Tak i myślę, że raz w sezonie coś takiego jak w meczu z Cuprum mogło nam się przytrafić. Chcieliśmy pokazać, że to nie był symptom jakiejś naszej słabszej formy czy początek kryzysu, ale po prosto przydarzył nam się wtedy słabszy dzień. Pomimo tego i tak mieliśmy wtedy dużą szansę na zamknięcie meczu wygraną 3:1, ale jej nie wykorzystaliśmy. Teraz ze Skrą chcieliśmy znów udowodnić, że potrafimy grać na wysokim poziomie i wrócić na ten szczyt. Jestem bardzo zadowolony, że zrealizowaliśmy ten cel.
PLUSLIGA.PL: Piątkowy mecz z Cerradem Czarnymi Radom, czyli zespołem, który do tej pory wygrał zaledwie dwa spotkania, to będzie właściwy sprawdzian, czy wyciągnęliśmy wnioski z porażki Cuprum pod względem koncentracji i nastawienia?
Dla Radomia teraz każdy punkt jest na wagę złota i myślę, że będą w Rzeszowie mocno walczyli. My też musimy walczyć o swoje i pilnować swojej bardzo dobrej sytuacji w tabeli. Trzeba podejść do tego meczu, tak jak by to był finał, dlatego że właściwe każdy mecz w PlusLidze jest dla nas bardzo ważny i możemy w nim zdobyć cenne punkty żeby być cały czas na szczycie tabeli. Po wpadce z Lubinem wiemy, że niewłaściwe podejście do meczu może nas słono kosztować, dlatego musimy od początku dobrze wejść w spotkanie z Radomiem.
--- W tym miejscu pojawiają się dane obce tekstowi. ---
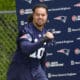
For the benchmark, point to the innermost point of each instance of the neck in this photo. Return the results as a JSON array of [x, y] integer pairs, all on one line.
[[37, 26]]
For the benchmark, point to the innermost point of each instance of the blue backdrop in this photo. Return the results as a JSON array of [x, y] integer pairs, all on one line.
[[64, 21]]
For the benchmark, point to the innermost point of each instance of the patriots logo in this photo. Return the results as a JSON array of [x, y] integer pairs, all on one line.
[[29, 1], [77, 5]]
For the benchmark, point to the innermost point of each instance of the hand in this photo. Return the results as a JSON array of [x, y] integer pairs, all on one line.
[[49, 35]]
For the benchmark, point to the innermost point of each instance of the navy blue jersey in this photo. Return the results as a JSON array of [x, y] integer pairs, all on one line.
[[28, 62]]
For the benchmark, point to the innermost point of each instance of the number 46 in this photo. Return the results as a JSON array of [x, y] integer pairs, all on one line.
[[38, 54]]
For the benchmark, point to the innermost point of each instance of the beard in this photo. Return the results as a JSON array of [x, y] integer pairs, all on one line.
[[40, 23]]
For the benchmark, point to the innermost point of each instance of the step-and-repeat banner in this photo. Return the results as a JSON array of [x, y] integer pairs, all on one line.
[[64, 21]]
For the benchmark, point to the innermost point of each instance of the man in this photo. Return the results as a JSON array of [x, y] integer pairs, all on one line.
[[29, 60]]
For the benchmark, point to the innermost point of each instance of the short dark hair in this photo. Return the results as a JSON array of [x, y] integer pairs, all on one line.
[[30, 17], [39, 6]]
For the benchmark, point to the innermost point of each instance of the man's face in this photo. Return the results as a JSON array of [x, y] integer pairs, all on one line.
[[40, 16]]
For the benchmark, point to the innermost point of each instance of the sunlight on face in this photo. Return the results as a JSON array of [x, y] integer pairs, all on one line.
[[40, 16]]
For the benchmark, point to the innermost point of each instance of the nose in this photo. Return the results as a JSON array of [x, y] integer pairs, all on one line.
[[40, 16]]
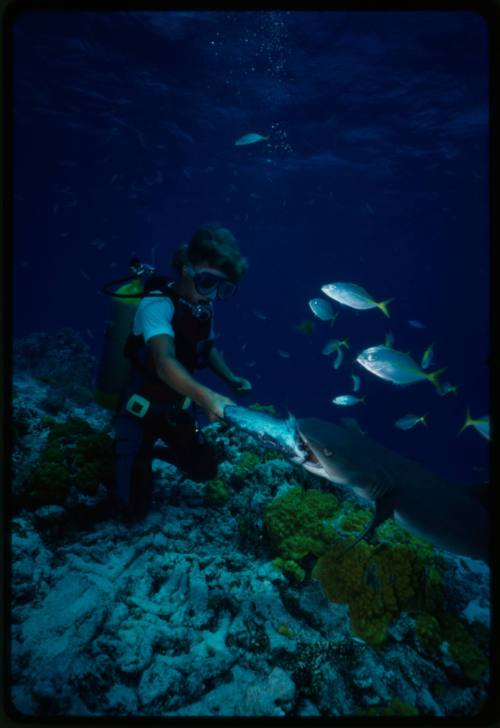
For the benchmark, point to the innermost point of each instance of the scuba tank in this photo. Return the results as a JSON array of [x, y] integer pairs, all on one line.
[[114, 368]]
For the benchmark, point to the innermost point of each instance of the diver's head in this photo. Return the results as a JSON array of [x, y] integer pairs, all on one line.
[[210, 266]]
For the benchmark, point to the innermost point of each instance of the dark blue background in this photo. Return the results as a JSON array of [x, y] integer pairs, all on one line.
[[376, 173]]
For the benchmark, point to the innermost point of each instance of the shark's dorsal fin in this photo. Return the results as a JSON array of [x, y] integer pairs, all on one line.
[[384, 509]]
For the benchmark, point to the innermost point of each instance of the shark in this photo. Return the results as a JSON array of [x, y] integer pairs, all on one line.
[[450, 516]]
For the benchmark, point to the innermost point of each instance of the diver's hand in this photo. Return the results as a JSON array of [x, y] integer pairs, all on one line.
[[213, 405], [240, 385]]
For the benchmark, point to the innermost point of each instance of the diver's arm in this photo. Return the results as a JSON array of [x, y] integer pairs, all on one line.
[[173, 373], [219, 366]]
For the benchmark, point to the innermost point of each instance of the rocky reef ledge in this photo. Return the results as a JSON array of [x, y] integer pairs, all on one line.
[[227, 599]]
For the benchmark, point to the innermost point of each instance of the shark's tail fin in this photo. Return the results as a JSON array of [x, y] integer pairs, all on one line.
[[468, 421]]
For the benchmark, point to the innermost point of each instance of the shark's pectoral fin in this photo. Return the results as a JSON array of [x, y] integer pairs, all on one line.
[[384, 509]]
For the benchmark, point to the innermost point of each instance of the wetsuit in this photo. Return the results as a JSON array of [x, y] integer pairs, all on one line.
[[165, 418]]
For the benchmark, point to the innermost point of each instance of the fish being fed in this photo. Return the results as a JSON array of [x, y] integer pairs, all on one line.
[[354, 296], [322, 309], [249, 139], [408, 421], [482, 425], [347, 400], [447, 515], [395, 366], [276, 433]]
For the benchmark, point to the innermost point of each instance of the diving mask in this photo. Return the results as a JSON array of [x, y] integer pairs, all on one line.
[[210, 284]]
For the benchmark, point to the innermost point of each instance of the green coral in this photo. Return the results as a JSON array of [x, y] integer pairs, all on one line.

PLUSLIGA.PL: Czy będąc w roli lidera PlusLigi czujecie na sobie jeszcze większą odpowiedzialność i presję?
Myślę, że to nie powinno niczego zmieniać w naszym podejściu do meczów. Nastawienie z naszej strony zawsze powinno być takie samo, czyli na najwyższym możliwym poziomie. Mocno trenujemy, żeby jeszcze poprawić naszą grę i to jest droga, którą powinniśmy cały czas podążać. Oczywiście mamy świadomość, że rywale mocno się na nas zbroją i zrobią wszystko żeby nas pokonać, ale spodziewamy się tego z ich strony i chcemy pokazać, że jesteśmy od nich lepsi.